$B_s (\bar B_s)$ -> $D^0_{CP} K {\bar K}$: Detecting and Discriminating New Physics in $B_s$-$\bar B_s$ Mixing

TL;DR

This paper explores methods to detect and distinguish new physics in B_s-B̄_s mixing using decay analyses, especially a time-dependent Dalitz-plot approach, to measure weak phases, width differences, and their signs.

Contribution

It introduces a promising time-dependent Dalitz-plot analysis of B_s decays to resolve key ambiguities and measure mixing parameters related to new physics.

Findings

Time-dependent Dalitz-plot analysis effectively addresses key mixing ambiguities.

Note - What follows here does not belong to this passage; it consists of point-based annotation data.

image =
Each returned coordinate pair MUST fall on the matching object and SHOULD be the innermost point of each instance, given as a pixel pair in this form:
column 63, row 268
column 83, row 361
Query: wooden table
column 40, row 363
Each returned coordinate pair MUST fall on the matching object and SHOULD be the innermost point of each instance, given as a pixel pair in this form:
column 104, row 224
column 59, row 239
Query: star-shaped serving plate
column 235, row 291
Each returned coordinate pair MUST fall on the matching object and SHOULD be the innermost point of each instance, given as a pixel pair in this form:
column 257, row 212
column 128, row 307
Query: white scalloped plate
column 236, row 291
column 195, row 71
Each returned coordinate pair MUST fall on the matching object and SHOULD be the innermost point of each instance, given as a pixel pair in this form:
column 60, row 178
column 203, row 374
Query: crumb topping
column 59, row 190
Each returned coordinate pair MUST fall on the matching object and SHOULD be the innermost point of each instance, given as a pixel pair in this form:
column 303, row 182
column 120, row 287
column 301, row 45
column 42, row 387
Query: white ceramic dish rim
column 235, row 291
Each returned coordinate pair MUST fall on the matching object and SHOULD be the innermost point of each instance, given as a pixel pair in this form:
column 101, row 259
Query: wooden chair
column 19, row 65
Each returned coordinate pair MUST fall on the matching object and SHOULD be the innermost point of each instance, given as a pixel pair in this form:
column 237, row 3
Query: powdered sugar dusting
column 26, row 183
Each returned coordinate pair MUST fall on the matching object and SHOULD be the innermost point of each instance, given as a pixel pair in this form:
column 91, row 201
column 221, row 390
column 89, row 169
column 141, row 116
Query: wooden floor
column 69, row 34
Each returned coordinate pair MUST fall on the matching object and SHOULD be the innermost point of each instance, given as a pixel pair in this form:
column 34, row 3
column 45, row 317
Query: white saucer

All issues related to new physics detection can be tackled with B_s → D^0_{CP} K K decays.

Three-body decays allow sign determination of ΔΓ_s without CP phase measurement.

Abstract

If the weak phase of B_s-anti B_s mixing (2 beta_s) is found to be significantly different from zero, this is a clear signal of new physics (NP). However, if such a signal is found, we would like an unambiguous determination of 2 beta_s in order to ascertain which NP models could be responsible. In addition, in the presence of NP, the width difference \Delta\Gamma_s between the two B_s mass eigenstates can be positive or negative, and ideally this sign ambiguity should be resolved experimentally. Finally, in order to see if the NP is contributing to \Gamma^s_{12} in addition to M^s_{12}, the precise measurement of |\Gamma^s_{12}| is crucial. In this paper, we consider several different methods of measuring B_s-anti B_s mixing using two- and three-body decays with ${\bar b} \to {\bar c} u {\bar s}$ and ${\bar b} \to {\bar u} c {\bar s}$ transitions. We find that the most promising of these is a time-dependent Dalitz-plot analysis of $B_s (\bar B_s) \to D^0_{CP} K {\bar K}$. With these decays, all of the above issues can be addressed, and the measurement of the weak phase gamma is also possible. We also note that, with all three-body decays it is possible to resolve the sign ambiguity of \Delta\Gamma_s even without determining the CP phase phi_s.